22 March 2026, 00:30

Porsche bremst E-Auto-Pläne: Verbrenner und Hybride bleiben länger im Programm

Weißer Porsche Taycan Turbo S E-Hybrid auf der IAA in Frankfurt gezeigt, umgeben von schwarzen Schlafzimmermöbeln.

Porsche bremst E-Auto-Pläne: Verbrenner und Hybride bleiben länger im Programm

Porsche hat sein Ziel, bis 2030 fast ausschließlich Elektrofahrzeuge anzubieten, verschoben. Der Sportwagenhersteller wird seine Modelle mit Verbrennungsmotor und Hybridantrieb nun länger in Produktion halten. Dieser Schritt erfolgt vor dem Hintergrund eines unberechenbaren Marktes und wachsender wirtschaftlicher Belastungen.

In den vergangenen zwei Jahren ist der Anteil von Fahrzeugen mit Verbrennungsmotor in Porsches wichtigsten Absatzmärkten deutlich gesunken. In Europa, den USA und China ging ihr Marktanteil von etwa 85 auf 65 Prozent zurück.
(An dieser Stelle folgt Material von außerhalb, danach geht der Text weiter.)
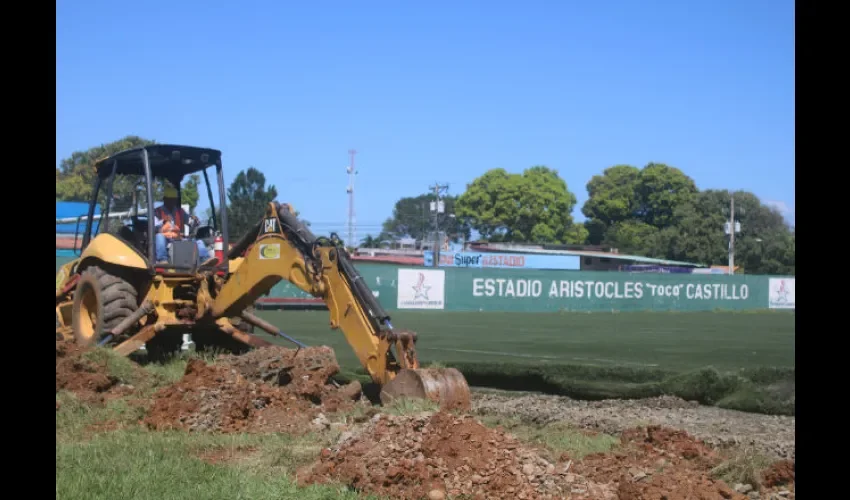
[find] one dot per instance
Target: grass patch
(410, 406)
(556, 438)
(732, 359)
(117, 366)
(74, 417)
(147, 465)
(745, 466)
Verschärfte EU-Abgasvorschriften, US-Förderprogramme für Elektroautos sowie Chinas rasanter Umstieg auf E-Mobilität – unterstützt durch staatliche Subventionen – haben diese Entwicklung vorangetrieben. Auch Porsches eigene Elektromodelle wie der Macan Electric und der Taycan konnten zulegen, doch hohe Batteriekosten und Lieferkettenprobleme bleiben eine Herausforderung.

Die Verzögerung der Elektrifizierung spiegelt branchenweite Schwierigkeiten wider. Probleme bei der Ladeinfrastruktur, der Batterietechnologie und Engpässe bei Rohstoffen bremsen den Fortschritt. Gleichzeitig verstärkt die wirtschaftliche Instabilität die Unsicherheit. Die Energiepreise sind stark gestiegen, und die Inflationsprognosen bleiben volatil. Die Europäische Zentralbank hat ihre Inflationserwartung für 2026 kürzlich auf 2,6 Prozent angehoben. Ein Preisanstieg von 27 Prozent beim Brent-Rohöl verschärft die Lage zusätzlich.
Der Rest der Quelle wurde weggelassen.